Guy: Oh? That’s nice. Does it have any artificial sweeteners?
Dr: It’s plain.
(☞゚∀゚)☞ ☜(°∀°☜)Unconfirmed btw
“Gastroenterologists who X-rayed Lotito’s stomach said he was capable of consuming 2 pounds per day, according to his Guinness World Records entry.”
I often read things and think about them and realize that it’s so absurd I can’t believe anyone tried to pass it off as true, and this is one of them.
Gastroenterologist: “Oh yeah, that stomach can consume metal, I know because…” Because what? You’ve been trained to identify stomachs that can digest metal using X-rays? What day of gastroenterologist school was that?
Go Google abdominal X-ray. You can’t even tell where the stomach is, it’s just a cloudy area.

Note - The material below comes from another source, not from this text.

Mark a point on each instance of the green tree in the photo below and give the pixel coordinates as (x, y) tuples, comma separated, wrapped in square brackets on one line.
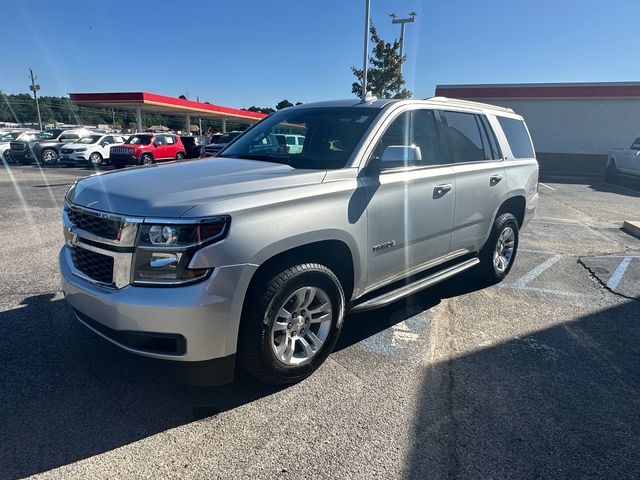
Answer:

"Oh yeah, that cloudy area there can definitely digest metal, I can tell just by looking at it. I’d say it can digest, say, a pound and a half easily. Probably two pounds. Probably not two and a half though, I can tell just by looking at it that two pounds would be too much. "
Now look at an x-ray of an abdomen with a metallic object in it. Seems pretty plausible thata person could look at an x-ray containing a bunch of metal and approximate how much of it there is.
I want “bullshit” for a thousand, Alex.
https://en.m.wikipedia.org/wiki/Michel_Lotito
As fake as hell as this sounds, no this guy was for real. Check out his list of total objects consumed.
At least:[3][8] [citation needed]
- 45 door hinges
- 18 bicycles
- 15 shopping carts
- 7 TV sets
- 6 chandeliers
- 2 beds
- 1 pair of skis
- 1 computer
- 1 copy of the textbook Gravitation by Misner, Thorne and Wheeler.
- 1 Cessna 150 light aircraft
- 1 waterbed (full of water)
- 500 metres (1,600 ft) of steel chain at once
- 1 coffin (with handles)
- 1 Guinness award plaque
- Assorted razors and bolts
Citation needed…
I too would rather eat a plane then french cooking.
Then is not than.
He meant what he said. The plane is the hors d’oeuvre.